Photo by: a untrained eye, Creative Commons.

In a world full of fried chicken and cornbread, it’s hard to be lechon and black beans.

 
Yes, I used a food reference to compare being Latina in the South. It was the only way I could think to communicate how its like to be in a place like northern Louisiana when you’re more like a Caribbean sunset.
 
There I go again. Let me explain before the metaphors take over.
 
My longtime blog readers know two things about me (among several). One, I am Latina though I don’t write about it as often as I would like. Two, I live in the South. I like living here though it is difficult being different in a land of relative sameness. I love that it’s 80 degrees today and in Washington D.C., where I will be tonight, it will be in the lower 60s.
 
But rarely do I write about both. I figured it would be better to stick to being a writer and a writing blogger. However, since I expanded the scope of this blog to include my writing life, this is fair game. You remember what I’ve said about truth and writing, right? 
 
Being Latina in the South ain’t an easy thing, home skillet.
 
While the Latino community is the fastest growing segment of the population, it isn’t growing everywhere in the South. In north Louisiana, there are Latinos. I see them in the grocery stories and at Wal Mart but not in large enough numbers to feel comfortable. Not like Houston though I know that’s not a far comparison.
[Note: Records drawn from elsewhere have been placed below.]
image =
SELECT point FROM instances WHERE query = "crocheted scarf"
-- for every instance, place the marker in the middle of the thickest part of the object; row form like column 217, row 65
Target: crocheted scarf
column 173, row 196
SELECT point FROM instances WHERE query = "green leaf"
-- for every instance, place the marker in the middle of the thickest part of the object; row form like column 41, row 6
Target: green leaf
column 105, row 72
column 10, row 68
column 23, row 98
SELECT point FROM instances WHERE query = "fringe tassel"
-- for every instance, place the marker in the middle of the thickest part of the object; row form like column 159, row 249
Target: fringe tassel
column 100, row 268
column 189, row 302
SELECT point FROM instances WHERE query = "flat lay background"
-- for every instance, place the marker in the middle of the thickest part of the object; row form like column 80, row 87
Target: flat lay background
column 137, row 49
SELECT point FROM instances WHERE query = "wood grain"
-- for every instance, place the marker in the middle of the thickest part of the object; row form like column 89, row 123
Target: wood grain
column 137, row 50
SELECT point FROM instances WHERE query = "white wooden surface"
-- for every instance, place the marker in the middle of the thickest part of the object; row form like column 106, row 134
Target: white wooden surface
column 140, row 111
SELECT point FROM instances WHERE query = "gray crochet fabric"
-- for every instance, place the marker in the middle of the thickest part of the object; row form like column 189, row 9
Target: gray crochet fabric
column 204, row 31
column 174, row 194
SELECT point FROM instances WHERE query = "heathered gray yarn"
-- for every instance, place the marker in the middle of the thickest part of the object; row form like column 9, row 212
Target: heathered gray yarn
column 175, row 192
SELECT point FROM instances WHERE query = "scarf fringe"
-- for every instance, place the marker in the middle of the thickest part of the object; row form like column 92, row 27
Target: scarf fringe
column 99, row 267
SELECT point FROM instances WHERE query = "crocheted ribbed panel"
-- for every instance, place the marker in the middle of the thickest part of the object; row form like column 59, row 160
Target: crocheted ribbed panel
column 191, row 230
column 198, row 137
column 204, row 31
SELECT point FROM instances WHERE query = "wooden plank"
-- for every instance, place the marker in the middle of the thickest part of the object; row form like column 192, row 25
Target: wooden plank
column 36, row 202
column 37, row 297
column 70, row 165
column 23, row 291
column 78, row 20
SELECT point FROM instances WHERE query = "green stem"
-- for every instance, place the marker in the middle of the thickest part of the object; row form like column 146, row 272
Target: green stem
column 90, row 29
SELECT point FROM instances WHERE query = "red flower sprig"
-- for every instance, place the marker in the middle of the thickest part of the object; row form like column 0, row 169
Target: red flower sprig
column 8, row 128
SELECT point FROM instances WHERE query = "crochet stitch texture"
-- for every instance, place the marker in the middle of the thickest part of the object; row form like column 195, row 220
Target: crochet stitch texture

I have another. In Wichita, Kansas, the Latino population is growing. When I lived there, I was slightly more comfortable being Latina–I was part of the local MANA group, I had (have) Latina friends, and I had my favorite spot to go if I was a bit home sick.
 
The midwest and parts of the South are the new frontier of Latino growth. And by new I mean newer. That frontier was fresh-out-the-box new five years ago. But Shreveport is not Wichita, or Atlanta, or New Orleans or any other major southern or midwestern city where growth is measured by the new Mexican restaurant down the street. There are only three race/ethnic categories in North Louisiana: black, white, and everybody else. Where do I rank?
 
Now this is where it gets, for lack of a better word, interesting–the Afro part.  I am Afro Latina. That means my hair curls into a kink. My skin is dark. My lips are full. That means, when I walk out the door every day I have to make the transformation from Latina to black.
 
In the South, both new and old, I am a black woman. That means I  have inherited a past, a stereotype, and a point of view that is not my own.  My ancestors were never slaves in North America (Central and the Caribbean, yes) and I don’t always want to eat fried chicken (neither do black folks but the stereotype is still there).  That means I also have to work twice as hard to prove myself equal. When I am pulled over, I will always have to wonder was it because I did something wrong or because I am darker than the person pulling me over. There are parts of the area where I don’t travel to after dark.
 
These realities we not completely strange. There are part of Houston I don’t drive to at night. That’s simply because it’s dangerous. I did work twice as hard in Houston, yes. That’s because I had something to prove to myself, not because I wanted to disprove a stereotype. When I’m pulled over in Houston, I know why.  I’m not saying Houston is a utopia, far from it. It’s different, that’s all.
 
The stereotypes that I now live with were not things I dealt with when I thought I was colorless. These things are now my reality as an Afro Latina in the South.
 
It would be easier to just assume my role as a black woman and melt into the background. Yes, it would be easier but it would be lie. I am black and Latina. I can’t accept one and deny the other simply because others choose to put me in a context they understand or refused to expand beyond their personal borders.
 
So, I eat cornbread and fried chicken, which thankfully I like. I each smothered pork chops and red beans and rice like I’ve always had it. I melt in just enough until I come home and lose myself in a world of salsa music and novelas.  I adjust and readjust, constantly balancing between perception and reality.
 

A balancing act. This is what it’s like to be (Afro) Latina in the South.